Virginia Military Institute has begun the process of removing a statue dedicated to Confederate Gen. Stonewall Jackson.
On Monday, the VMI announced that the process of moving the statue from in front of the barracks on campus to the Virginia Museum of the Civil War and New Market Battlefield State Historical Park has started. Once the statue is removed, contractors will spend several days repairing the stone pedestal before it is moved to the museum. In total, the process will cost $209,000, and it will be paid for out of the VMI’s facility maintenance and operations budget.
“Though Jackson did not fight in the Battle of New Market, the Luray Gap of the Massanutten Mountain, which can be seen from the battlefield, played a strategic role in concealing his army’s movements against Union troops,” VMI historian, Col. Keith Gibson, class of 1977, said. “How fitting it is for the statue of Stonewall Jackson to look out over the Luray Gap, which played such an important part of his Shenandoah Valley campaign of 1862.”

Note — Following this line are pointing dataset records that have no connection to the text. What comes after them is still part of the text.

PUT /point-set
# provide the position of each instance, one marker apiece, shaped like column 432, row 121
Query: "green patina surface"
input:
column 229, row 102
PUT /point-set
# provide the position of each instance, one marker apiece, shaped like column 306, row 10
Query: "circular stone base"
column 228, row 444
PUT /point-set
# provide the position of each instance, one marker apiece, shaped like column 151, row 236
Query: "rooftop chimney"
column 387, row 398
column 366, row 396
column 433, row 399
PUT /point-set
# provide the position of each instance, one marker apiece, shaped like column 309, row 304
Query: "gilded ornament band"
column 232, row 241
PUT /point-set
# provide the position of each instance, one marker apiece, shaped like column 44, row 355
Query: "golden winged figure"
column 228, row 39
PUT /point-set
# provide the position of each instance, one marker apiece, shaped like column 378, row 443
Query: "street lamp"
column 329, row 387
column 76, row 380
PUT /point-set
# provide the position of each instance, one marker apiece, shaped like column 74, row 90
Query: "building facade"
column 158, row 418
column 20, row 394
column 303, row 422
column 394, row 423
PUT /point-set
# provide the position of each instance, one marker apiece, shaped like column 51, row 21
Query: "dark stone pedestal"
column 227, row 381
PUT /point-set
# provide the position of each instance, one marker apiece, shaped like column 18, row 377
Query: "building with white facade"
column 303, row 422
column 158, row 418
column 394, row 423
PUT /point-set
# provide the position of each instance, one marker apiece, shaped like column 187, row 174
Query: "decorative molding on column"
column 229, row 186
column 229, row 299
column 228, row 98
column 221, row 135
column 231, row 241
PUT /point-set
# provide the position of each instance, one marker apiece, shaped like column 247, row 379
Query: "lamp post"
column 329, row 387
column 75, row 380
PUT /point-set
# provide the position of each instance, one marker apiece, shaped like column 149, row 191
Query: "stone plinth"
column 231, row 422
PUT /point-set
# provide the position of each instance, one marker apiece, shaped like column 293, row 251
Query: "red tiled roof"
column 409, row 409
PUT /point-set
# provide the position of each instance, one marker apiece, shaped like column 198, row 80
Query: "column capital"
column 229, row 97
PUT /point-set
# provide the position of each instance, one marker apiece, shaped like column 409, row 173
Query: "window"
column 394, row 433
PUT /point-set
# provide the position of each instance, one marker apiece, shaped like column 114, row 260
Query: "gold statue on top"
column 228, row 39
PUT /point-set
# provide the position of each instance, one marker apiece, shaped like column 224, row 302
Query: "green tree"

The statue will ultimately be placed in the roundabout in front of the museum, and the entire process is expected to be completed next summer or next fall.
The Board of Visitors voted to remove the statue in October. The announcement of the statue’s removal came days after the superintendent of the school, retired Gen. J.H Binford Peay II, announced his resignation after 17 years in the role. Peay said that Virginia Gov. Ralph Northam’s chief of staff told him that the governor and other leaders wanted him to resign and had “lost confidence” in his leadership.
Peay previously defended the statue of Jackson and, in a July letter, told the VMI community that the school does “not currently intend to remove any VMI statues or rename any VMI buildings.”
Prior to the vote, Northam opened an independent investigation into accusations of institutional racism at the college, a school he graduated from. The probe was launched following the publication of a Washington Post article detailing black cadets’ encounters with racism at the VMI.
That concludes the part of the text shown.